I suppose the focus should be why the BL VPD is apparently ignored anyway though.

vrozenfe commented 4 years ago

@tomty89

If you need it, I can make some private build trimming the maximum transfer length and number of physical breaks according to max_sectors size.

Best, Vadim.

tomty89 commented 4 years ago

@vrozenfe I'm more curious in what determines the "break size" (if/when it's not max_xfer_len on the VPD), like why is it e.g. 520 blocks instead of e.g. 512 blocks...

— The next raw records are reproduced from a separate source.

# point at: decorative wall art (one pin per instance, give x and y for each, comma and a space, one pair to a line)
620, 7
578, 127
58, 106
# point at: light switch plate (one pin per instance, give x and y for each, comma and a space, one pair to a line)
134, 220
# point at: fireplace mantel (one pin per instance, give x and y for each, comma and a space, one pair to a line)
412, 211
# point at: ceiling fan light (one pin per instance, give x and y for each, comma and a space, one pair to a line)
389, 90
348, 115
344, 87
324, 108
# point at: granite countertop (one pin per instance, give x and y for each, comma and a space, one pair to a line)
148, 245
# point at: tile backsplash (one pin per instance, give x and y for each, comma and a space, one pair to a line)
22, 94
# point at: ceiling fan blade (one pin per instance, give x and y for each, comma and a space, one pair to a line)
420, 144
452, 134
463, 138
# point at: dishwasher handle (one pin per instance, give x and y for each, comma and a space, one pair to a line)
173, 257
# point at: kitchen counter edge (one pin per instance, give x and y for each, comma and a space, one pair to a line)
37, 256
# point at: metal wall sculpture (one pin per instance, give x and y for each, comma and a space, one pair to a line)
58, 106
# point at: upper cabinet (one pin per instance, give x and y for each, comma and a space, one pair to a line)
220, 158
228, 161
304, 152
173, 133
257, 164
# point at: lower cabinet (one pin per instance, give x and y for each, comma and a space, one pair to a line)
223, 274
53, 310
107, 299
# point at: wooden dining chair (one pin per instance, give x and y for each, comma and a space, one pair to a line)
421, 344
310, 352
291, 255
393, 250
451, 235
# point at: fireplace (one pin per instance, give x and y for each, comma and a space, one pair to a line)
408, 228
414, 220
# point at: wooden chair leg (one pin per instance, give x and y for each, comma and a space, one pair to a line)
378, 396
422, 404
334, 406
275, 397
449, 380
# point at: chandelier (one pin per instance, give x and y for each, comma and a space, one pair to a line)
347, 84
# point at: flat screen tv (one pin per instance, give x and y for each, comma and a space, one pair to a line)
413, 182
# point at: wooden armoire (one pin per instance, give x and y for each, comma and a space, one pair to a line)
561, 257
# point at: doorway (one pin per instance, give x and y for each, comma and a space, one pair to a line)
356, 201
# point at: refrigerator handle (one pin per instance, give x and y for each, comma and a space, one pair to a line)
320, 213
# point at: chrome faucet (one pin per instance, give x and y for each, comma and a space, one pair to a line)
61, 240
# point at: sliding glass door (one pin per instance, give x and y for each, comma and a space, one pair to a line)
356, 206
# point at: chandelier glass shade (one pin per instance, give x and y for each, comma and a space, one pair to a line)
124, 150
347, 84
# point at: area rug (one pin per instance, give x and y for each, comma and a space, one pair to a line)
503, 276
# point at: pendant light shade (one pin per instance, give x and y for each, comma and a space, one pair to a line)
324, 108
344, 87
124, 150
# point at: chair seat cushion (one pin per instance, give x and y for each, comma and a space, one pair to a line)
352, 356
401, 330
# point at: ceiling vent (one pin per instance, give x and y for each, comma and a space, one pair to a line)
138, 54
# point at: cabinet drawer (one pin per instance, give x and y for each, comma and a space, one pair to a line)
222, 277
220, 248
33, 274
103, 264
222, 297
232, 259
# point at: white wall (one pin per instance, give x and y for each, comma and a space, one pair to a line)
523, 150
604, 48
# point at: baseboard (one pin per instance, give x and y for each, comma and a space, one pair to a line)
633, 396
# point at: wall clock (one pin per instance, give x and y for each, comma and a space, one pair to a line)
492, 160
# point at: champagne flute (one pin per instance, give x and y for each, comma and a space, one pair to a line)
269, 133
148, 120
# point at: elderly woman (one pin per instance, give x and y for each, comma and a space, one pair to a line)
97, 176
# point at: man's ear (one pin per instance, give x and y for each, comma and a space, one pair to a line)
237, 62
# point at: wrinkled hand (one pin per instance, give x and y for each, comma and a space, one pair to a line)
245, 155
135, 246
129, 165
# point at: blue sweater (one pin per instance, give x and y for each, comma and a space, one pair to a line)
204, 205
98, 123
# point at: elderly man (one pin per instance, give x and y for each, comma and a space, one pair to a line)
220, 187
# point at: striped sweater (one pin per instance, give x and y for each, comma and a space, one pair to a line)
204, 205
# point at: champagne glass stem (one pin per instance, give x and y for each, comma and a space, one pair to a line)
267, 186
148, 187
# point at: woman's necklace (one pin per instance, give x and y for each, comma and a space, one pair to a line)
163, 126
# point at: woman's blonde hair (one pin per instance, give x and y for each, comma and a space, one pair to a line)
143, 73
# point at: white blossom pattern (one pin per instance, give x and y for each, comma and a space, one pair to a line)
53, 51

I can test if MaximumTransferLength has any effect on this if you can provide me a build. It's just that you can at best assume a block size for it. It won't really provide a solution ultimately regardless of the result.

Btw, apparently the reduction of hw_max_sectors due to https://github.com/torvalds/linux/commit/ec37198acca7b4c17b96247697406e47aafe0605 is a regression anyway. Patches have been sent to fix it. Although that doesn't mean in no case this would be triggered again.

vrozenfe commented 4 years ago

NumberOfPhysicalBreaks (https://docs.microsoft.com/en-us/windows-hardware/drivers/ddi/storport/ns-storport-_port_configuration_information)
https://github.com/virtio-win/kvm-guest-drivers-windows/blob/mm201/vioscsi/vioscsi.c#L504 in the number of SG Elements (roughly speaking maximum DMA transfer size in pages) in SGList that miniport can send to underlying HW at once https://github.com/virtio-win/kvm-guest-drivers-windows/blob/mm201/vioscsi/vioscsi.c#L1351

tomty89 commented 4 years ago

Ahh, so 520 comes from ((64 + 1) * 4096 / 512)...Any particular reason for the +1?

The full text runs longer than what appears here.